Product Selector

Fusion 5.9
    Fusion 5.9

    Built-in SQL Aggregation Jobs Using Cloud Storage Buckets

    Built-in SQL aggregation jobs can be set up to use source files in Cloud storage buckets.

    This process can be used with the following data types and Cloud storage systems:

    • File formats such as .parquet and .orc files

    • Cloud storage systems such as Google Cloud Storage (GCS), Amazon Web Services (AWS), and Azure Kubernetes Service (AKS).

    Configure Parameters

    Google Cloud Storage (GCS)

    1. Create a Kubernetes secret with the necessary credentials. For more information about creating a secret containing the credentials JSON file, see Configuring credentials for Spark jobs.

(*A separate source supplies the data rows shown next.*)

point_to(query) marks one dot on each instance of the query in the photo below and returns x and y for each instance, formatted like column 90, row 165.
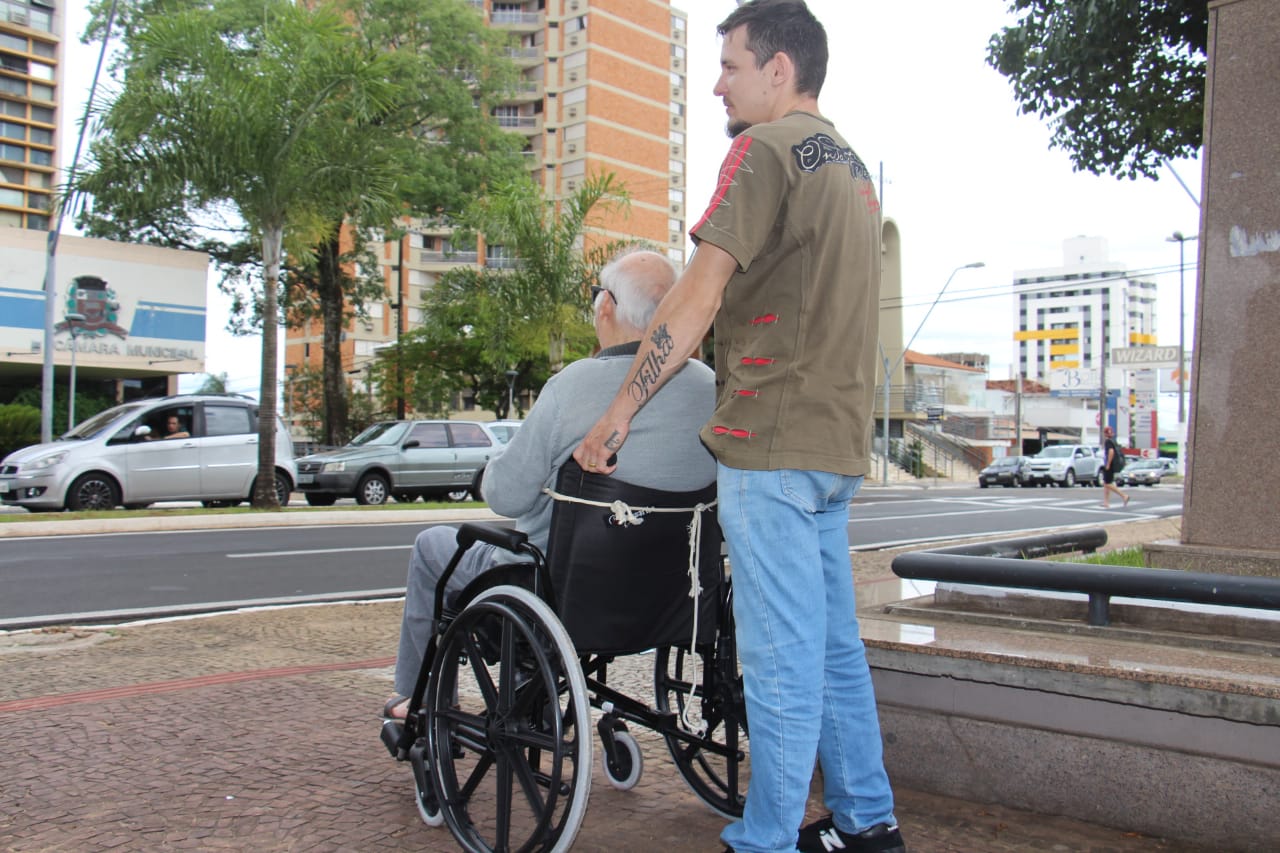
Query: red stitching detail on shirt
column 727, row 174
column 734, row 432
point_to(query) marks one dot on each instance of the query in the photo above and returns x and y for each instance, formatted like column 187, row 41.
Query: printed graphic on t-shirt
column 821, row 150
column 734, row 162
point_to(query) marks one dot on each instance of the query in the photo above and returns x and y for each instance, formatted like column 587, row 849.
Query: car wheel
column 92, row 492
column 373, row 489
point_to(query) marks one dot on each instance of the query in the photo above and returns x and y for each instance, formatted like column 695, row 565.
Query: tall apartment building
column 30, row 77
column 1073, row 315
column 603, row 90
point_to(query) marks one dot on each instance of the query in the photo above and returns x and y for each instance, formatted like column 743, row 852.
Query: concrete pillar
column 1230, row 510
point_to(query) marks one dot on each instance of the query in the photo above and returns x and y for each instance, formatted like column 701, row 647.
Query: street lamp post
column 888, row 370
column 72, row 319
column 1182, row 345
column 1182, row 319
column 511, row 391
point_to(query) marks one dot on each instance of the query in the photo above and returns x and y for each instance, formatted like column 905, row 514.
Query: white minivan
column 192, row 447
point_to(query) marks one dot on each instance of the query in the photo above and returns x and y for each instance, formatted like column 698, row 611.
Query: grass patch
column 1130, row 556
column 9, row 518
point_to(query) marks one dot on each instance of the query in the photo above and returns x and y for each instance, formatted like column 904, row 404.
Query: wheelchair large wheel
column 510, row 738
column 716, row 766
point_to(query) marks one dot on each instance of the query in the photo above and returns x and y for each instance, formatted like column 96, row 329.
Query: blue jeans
column 804, row 667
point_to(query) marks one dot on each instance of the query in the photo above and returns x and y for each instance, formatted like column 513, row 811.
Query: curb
column 284, row 519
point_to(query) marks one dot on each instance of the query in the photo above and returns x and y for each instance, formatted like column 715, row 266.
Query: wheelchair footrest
column 391, row 735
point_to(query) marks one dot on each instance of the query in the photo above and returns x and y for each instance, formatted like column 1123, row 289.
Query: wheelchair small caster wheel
column 625, row 774
column 428, row 807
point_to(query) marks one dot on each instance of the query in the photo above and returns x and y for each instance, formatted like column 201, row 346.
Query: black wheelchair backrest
column 622, row 578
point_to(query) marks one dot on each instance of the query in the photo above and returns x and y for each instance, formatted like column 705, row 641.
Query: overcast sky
column 967, row 178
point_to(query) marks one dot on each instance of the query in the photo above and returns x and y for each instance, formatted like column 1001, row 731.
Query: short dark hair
column 784, row 27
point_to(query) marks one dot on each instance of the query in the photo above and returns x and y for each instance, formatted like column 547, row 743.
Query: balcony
column 516, row 21
column 524, row 56
column 525, row 92
column 526, row 124
column 447, row 258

    2. When the secret is successfully created, set the following parameters:

    GENERAL PARAMETERS

    Parameter Name

    Example Value

    Notes

    SOURCE COLLECTION

    gs://<path_to_data>/*.parquet

    Value: URI path that contains the desired signal data files.

    Example value returns all parquet files in the directory, where gs is used to access GCS data.

    DATA FORMAT

    parquet

    Value: File type of input file.

    Other value can be orc.

    SPARK SETTINGS

    Parameter Name

    Example Value

    Notes

    spark.kubernetes.driver.secrets.{secret-name}

    /mnt/gcp-secrets

    Value: The {secret-name} obtained during configuration.

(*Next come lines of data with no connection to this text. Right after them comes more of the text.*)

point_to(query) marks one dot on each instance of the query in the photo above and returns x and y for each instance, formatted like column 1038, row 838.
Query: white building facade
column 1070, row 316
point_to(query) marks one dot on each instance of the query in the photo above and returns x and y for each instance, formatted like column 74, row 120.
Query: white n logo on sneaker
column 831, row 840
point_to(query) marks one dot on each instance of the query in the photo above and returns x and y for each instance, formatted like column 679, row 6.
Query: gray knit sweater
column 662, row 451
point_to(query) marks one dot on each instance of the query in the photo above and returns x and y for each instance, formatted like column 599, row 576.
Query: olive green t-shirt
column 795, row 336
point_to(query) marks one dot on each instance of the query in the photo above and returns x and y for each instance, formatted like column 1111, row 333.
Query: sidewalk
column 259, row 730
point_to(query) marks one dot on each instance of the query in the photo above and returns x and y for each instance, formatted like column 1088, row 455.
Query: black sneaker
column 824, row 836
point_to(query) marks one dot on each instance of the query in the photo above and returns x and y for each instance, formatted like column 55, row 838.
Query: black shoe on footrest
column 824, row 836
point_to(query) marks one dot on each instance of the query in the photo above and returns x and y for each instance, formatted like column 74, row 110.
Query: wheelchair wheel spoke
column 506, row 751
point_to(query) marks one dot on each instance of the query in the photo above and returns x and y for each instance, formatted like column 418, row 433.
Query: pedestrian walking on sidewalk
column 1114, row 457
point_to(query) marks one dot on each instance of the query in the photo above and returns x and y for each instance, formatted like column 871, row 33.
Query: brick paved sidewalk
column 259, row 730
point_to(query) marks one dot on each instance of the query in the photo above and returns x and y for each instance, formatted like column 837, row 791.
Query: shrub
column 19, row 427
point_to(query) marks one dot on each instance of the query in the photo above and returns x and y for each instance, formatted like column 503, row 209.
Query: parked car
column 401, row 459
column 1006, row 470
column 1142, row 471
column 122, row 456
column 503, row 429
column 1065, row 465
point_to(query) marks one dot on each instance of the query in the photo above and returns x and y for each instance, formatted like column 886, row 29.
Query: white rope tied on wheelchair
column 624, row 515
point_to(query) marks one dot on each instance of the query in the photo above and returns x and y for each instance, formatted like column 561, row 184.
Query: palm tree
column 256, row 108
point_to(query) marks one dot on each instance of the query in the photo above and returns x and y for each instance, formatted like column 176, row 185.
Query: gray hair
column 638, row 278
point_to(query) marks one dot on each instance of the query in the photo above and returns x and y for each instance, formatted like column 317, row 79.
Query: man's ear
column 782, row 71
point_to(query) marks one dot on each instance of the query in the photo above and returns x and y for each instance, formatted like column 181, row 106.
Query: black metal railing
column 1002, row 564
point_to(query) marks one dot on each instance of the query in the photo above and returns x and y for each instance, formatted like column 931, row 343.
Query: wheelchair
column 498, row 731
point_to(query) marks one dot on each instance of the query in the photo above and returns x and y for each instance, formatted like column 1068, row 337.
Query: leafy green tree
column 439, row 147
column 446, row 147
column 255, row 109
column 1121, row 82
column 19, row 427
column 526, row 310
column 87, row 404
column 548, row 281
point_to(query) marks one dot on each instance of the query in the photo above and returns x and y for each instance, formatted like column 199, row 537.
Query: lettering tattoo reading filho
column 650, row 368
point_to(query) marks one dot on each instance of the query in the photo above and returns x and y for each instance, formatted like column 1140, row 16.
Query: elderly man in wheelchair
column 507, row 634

    Example: example-serviceaccount-key.

    spark.kubernetes.executor.secrets.{secret-name}

    /mnt/gcp-secrets

    Value: The {secret-name} obtained during configuration.

    Example: example-serviceaccount-key.

    spark.kubernetes.driverEnv.GOOGLE_APPLICATION_CREDENTIALS

    /mnt/gcp-secrets/{secret-name}.json

    Value: The name of the .json file used to create the {secret-name} obtained during configuration.

    Example: example-serviceaccount-key.json.

    spark.executorEnv.GOOGLE_APPLICATION_CREDENTIALS

    /mnt/gcp-secrets/{secret-name}.json

    Value: The name of the .json file used to create the {secret-name} obtained during configuration.

    Example: example-serviceaccount-key.json.

    spark.hadoop.google.cloud.auth.service.account.json.keyfile

    /mnt/gcp-secrets/{secret-name}.json

    Value: The name of the .json file used to create the {secret-name} obtained during configuration.

    Example: example-serviceaccount-key.json.

    Amazon Web Services (AWS)

    1. Create a Kubernetes secret with the necessary credentials. For more information about creating a secret containing the credentials JSON file, see Configuring credentials for Spark jobs.

    2. When the secret is successfully created, set the following parameters:

    GENERAL PARAMETERS

    Parameter Name

    Example Value

    Notes

    SOURCE COLLECTION

    s3a://<path_to_data>/*.parquet

    Value: URI path that contains the desired signal data files.

    Example value returns all parquet files in the directory, where s3a is used to access AWS data.

    DATA FORMAT

    parquet

    Value: File type of input file.

    Other value can be orc.

    SPARK SETTINGS

    Parameter Name

    Example Value

    Notes

    spark.kubernetes.driver.secretKeyRef.AWS_ACCESS_KEY_ID

    {aws-secret-key}

    Value: The aws-secret:key obtained during configuration.

    spark.kubernetes.driver.secretKeyRef.AWS_SECRET_ACCESS_KEY

    {aws-secret-secret}

    Value: The aws-secret:secret obtained during configuration.

    spark.kubernetes.executor.secretKeyRef.AWS_ACCESS_KEY_ID

    {aws-secret-key}

    Value: The aws-secret:key obtained during configuration.

    spark.kubernetes.executor.secretKeyRef.AWS_SECRET_ACCESS_KEY

    {aws-secret-secret}

    Value: The aws-secret:secret obtained during configuration.

    Azure settings

    GENERAL PARAMETERS

    Parameter Name

    Example Value

    Notes

    SOURCE COLLECTION

    wasbs://<path_to_data>/*.parquet

    Value: URI path that contains the desired signal data files.

    Example value returns all parquet files in the directory, where wasbs is used to access Azure data.

    DATA FORMAT

    parquet

    Value: File type of input file.

    Other value can be orc.

    SPARK SETTINGS

    Parameter Name

    Example Value

    Notes

    spark.hadoop.fs.wasbs.impl

    org.apache.hadoop.fs.azure.NativeAzureFileSystem

    Makes the system file available inside the Spark job.

    spark.hadoop.fs.azure.account.key.{storage-account-name}.blob.core.windows.net

    {access-key-value}

    Obtain the values for {storage-account-name} and {access-key-value} from the Users Azure UI.